The good news is I get to procrastinate a little bit longer due to a well-needed, long-awaited camping trip. And we don’t have to weigh anything. No mini art kit this trip; and I’m bringing an entire bottle of wine, too. The car is carrying it. Best of all, I can take my big ole art bag with every set of watercolors and every pad of paper I own. Oh happy day—another plein-air-a-palooza.

Until next week,
Susan

* Email me if you need directions at skearns@linkline.com.


Friday, October 7, 2011

Only the Beginning

These images are monoprints—created by inking a metal plate and scraping away the ink.
You only get one print from each drawing with this method.

We are back from the Domeland Wilderness and what a wild wilderness it was indeed. We had four glorious days in this rugged, battered, and beautiful wild place. I have so many paintings to come and impressions to share—where do I begin?

We camped next to a meadow gone gold with the coming of winter. It was surrounded by a forest of trees; trees that told amazing stories of hardship and survival. 

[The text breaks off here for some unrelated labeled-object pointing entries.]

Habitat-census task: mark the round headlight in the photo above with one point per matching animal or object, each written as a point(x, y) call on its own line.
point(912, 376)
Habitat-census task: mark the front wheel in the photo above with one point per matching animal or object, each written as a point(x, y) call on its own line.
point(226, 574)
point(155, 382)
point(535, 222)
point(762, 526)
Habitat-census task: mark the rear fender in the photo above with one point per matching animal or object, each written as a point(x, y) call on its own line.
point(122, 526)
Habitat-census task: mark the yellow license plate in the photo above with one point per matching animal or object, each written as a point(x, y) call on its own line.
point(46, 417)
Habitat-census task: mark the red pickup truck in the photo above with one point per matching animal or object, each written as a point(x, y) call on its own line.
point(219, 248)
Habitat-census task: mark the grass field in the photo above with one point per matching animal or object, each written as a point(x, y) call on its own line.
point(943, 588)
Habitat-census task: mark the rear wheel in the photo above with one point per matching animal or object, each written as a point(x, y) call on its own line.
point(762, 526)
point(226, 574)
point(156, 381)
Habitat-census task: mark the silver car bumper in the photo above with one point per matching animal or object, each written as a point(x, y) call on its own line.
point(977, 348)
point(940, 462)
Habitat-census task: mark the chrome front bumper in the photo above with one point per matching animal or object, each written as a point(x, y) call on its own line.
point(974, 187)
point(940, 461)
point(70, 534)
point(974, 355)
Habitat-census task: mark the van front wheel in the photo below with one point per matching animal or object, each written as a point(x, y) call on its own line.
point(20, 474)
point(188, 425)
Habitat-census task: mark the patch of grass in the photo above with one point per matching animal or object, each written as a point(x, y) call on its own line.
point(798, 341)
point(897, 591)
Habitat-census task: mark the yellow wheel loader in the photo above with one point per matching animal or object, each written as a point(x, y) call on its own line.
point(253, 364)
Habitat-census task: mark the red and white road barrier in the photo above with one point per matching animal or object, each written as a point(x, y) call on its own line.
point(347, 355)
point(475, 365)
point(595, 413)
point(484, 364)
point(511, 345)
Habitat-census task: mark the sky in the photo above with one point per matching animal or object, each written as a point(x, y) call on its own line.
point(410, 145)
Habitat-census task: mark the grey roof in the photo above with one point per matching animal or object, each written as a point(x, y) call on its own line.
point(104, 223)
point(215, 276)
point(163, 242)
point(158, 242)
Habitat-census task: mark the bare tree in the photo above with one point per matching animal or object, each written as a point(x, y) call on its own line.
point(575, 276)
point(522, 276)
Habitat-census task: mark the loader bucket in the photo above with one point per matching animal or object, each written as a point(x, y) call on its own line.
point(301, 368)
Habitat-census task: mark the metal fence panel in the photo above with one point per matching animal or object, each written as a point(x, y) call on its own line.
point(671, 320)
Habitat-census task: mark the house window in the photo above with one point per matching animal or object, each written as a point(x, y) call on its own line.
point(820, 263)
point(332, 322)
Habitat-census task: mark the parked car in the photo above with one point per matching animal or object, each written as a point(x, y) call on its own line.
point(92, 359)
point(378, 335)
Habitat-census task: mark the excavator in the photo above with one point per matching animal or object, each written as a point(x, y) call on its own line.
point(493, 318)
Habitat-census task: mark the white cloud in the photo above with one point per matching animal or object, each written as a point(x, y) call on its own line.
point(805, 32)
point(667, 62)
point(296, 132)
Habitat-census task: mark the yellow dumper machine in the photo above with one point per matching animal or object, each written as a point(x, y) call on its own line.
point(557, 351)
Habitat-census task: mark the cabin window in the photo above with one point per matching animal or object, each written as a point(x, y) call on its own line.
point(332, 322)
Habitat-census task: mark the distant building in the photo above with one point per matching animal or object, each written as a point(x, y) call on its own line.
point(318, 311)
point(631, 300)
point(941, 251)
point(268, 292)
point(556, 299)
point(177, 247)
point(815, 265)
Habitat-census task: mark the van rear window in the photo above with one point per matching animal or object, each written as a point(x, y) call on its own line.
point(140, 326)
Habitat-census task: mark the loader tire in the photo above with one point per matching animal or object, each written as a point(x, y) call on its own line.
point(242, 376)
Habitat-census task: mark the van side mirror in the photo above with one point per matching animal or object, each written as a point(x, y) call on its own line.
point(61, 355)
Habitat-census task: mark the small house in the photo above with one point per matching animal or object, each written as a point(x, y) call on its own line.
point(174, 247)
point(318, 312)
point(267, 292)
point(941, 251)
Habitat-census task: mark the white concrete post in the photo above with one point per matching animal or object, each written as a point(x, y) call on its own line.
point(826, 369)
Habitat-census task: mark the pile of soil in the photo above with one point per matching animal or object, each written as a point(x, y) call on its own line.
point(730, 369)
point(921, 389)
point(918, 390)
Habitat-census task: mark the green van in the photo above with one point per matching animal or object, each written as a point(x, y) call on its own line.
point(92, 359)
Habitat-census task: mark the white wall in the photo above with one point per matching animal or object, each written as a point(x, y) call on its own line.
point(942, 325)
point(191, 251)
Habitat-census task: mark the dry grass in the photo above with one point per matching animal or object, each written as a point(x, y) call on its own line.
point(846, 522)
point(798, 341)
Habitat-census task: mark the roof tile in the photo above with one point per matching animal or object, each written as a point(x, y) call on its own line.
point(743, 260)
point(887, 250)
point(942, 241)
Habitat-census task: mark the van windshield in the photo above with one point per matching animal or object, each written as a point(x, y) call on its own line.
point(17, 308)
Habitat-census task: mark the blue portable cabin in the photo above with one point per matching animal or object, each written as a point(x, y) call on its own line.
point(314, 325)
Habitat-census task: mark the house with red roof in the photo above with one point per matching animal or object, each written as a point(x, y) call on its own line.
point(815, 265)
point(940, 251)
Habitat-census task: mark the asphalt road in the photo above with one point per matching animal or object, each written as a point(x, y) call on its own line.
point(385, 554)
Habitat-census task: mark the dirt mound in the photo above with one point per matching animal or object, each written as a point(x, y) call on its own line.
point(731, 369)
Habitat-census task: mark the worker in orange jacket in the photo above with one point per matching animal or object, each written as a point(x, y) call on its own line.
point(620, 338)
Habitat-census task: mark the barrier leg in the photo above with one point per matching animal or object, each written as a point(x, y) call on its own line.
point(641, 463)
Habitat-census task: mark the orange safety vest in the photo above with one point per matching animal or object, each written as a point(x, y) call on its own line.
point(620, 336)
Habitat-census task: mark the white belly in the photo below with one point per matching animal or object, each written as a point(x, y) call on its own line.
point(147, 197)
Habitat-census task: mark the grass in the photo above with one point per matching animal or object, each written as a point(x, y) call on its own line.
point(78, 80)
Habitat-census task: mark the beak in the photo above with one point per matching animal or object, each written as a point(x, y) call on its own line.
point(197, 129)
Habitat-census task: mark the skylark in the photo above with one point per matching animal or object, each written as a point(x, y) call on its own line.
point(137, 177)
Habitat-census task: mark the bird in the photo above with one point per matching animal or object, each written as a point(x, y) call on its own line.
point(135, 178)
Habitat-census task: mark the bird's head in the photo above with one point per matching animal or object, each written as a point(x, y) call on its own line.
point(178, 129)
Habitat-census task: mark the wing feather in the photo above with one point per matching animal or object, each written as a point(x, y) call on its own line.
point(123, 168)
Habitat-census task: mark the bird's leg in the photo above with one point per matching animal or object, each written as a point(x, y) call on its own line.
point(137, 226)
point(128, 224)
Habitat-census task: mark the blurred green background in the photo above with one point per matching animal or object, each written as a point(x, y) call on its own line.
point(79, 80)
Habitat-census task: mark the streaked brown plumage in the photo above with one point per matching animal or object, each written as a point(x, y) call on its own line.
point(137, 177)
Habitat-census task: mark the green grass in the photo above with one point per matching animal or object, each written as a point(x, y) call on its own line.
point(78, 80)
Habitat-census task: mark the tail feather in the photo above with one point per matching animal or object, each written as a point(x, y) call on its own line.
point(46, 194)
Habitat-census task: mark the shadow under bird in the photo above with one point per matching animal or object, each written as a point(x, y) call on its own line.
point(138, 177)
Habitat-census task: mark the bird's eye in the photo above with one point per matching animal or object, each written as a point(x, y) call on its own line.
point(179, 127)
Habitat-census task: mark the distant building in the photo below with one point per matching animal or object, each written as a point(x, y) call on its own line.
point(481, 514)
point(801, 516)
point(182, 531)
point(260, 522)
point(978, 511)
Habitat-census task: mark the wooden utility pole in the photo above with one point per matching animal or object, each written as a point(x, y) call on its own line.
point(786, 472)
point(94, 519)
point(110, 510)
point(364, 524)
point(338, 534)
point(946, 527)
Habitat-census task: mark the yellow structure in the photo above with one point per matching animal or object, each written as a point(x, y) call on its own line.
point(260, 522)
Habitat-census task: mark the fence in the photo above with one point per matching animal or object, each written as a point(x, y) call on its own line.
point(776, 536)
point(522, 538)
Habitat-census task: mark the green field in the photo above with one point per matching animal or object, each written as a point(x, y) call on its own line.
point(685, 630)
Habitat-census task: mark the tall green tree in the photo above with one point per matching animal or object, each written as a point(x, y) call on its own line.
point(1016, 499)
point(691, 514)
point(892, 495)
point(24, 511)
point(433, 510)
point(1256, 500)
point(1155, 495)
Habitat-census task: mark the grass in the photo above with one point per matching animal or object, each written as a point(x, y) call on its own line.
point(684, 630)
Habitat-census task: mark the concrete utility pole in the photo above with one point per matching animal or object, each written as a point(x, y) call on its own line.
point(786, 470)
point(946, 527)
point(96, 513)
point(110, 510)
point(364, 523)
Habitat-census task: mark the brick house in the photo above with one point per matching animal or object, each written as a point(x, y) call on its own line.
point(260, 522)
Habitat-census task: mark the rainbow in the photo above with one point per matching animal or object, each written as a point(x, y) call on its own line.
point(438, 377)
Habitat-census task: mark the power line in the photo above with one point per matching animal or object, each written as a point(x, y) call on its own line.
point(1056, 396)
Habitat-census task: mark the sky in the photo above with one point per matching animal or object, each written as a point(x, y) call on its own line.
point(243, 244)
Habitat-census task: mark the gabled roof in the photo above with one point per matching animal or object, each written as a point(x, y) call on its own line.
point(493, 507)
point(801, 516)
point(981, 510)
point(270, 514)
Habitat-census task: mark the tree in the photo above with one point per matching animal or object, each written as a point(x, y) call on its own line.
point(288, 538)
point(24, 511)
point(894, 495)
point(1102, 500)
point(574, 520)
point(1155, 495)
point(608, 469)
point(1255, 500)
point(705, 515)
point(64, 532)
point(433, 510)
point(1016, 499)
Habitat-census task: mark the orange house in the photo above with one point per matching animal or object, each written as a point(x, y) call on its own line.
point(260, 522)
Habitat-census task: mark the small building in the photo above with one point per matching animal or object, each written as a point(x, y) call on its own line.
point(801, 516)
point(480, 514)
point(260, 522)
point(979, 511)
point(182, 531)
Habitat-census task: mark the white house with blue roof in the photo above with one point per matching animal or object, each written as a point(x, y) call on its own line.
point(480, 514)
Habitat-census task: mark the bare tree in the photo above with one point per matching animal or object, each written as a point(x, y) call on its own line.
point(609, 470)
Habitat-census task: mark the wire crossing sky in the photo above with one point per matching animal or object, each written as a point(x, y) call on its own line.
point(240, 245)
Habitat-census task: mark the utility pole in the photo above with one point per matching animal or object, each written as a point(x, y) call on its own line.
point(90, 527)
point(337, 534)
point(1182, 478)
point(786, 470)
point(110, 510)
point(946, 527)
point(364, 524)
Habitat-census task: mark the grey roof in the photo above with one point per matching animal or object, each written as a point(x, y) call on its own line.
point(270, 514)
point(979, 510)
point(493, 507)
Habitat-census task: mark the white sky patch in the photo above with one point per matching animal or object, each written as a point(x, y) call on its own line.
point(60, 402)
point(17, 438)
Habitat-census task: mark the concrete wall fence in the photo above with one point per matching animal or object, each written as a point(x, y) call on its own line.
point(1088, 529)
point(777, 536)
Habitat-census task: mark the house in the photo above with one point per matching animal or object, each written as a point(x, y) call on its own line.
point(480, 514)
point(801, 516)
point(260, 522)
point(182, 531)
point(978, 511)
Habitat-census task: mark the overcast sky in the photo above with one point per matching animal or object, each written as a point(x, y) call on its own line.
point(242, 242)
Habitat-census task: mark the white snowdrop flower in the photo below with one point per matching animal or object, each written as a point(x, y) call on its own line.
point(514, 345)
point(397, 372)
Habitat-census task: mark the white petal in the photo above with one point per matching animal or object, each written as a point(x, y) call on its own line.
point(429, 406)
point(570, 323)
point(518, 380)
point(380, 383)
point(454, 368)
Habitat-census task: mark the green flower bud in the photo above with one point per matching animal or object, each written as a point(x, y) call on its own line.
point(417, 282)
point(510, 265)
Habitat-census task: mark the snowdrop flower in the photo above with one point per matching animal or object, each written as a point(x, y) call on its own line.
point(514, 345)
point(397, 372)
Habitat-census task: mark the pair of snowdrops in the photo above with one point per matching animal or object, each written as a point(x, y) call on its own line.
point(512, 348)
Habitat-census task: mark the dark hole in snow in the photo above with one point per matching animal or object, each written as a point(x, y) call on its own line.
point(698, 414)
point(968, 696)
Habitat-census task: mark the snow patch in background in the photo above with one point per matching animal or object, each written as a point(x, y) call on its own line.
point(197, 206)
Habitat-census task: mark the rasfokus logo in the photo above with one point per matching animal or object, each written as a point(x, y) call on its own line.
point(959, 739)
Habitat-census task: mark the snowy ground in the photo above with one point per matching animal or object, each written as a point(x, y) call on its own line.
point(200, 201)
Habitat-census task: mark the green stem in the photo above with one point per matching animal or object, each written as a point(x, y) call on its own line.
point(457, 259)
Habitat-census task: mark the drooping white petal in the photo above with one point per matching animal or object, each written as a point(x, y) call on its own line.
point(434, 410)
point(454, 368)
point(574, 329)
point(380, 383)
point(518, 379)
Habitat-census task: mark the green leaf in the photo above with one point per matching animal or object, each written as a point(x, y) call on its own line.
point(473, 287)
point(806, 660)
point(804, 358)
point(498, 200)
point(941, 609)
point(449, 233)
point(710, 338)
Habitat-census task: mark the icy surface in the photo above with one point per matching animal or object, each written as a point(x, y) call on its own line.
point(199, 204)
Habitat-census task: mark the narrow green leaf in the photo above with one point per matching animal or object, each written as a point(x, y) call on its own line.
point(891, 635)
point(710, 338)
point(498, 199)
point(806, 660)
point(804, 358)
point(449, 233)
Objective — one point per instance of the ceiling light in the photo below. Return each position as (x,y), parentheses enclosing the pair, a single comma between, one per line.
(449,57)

Along the south edge of the meadow stood a patch of tall skeletons left behind by a devastating fire that came through 10 years ago. Bones etched with char, standing as eerie fence posts against a dark backdrop of trees that escaped burning, these trees, the ghosts and the living, are the remains of a dense forest once choked with undergrowth, the ground blanketed in a century of decaying duff.

Survivors reach up to a sharp blue sky. The bases of the trunks, charred, the dark crevices outlining the puzzle pieces of bark. Cartoon trees. Stretching upward, the lower limbs gone, burnt away, the needled branches high over our heads. They are funhouse trees, pulled upward like taffy in one of those mirrors that squeeze you into a long narrow shape arching your mirror body over the real one. Peering down at you, creaking as the wind makes them sway. They've struggled. Determined, they survive.

They’ve stood and watched while brothers and sisters succumb to fire, or snap off when heavy with snow. A swath of those winter casualties is nearby—jagged stumps surrounded by shattered pieces of branches, the needles long gone, dissolved into soil. 


Can you imagine the sound of a hundred trees—maybe all at once—as a gust came through and tore them apart, the crown and branches crashing down into the snow in a tangle of ice and mist and needles and cones? Snow spurred into the air, then carried along in a cloud trailing the burst of wind.

Did the birds know to get out in time? Did they know their home was about to blow apart? Were the wood rats nestled in the holes under the snow shaken apart? Frightened to death? Or, did they instinctively seek out homes in trees sheltered from the winter winds?


Each winter, the wind and snow take down their share of trees. Some, though green and healthy, haven't sunk their roots deep enough to hold on against the elements. Others, long dead, the heart and roots eaten away by grubs and bugs and tiny things we can't see, finally give in to the forces conspiring to drive them to the ground.

Yet right next to a casualty, there stands a withered skeleton with a twisted and delicate shard at the top offered to the sky; a tenuous, yet defiant fist against the elements.

What I would give to see one of these giants fall! The day it gives up and gives in to becoming earth, its ghostly branches shattering against the ground, splinters clattering against those who still stand. Dirt and duff spinning upward with the root ball, the bark crust crumbling away upon impact.

And then silence for a while. Everything settles and starts to breathe again. A tentative caw from a raven, and then the forest resumes its rhythm and hum.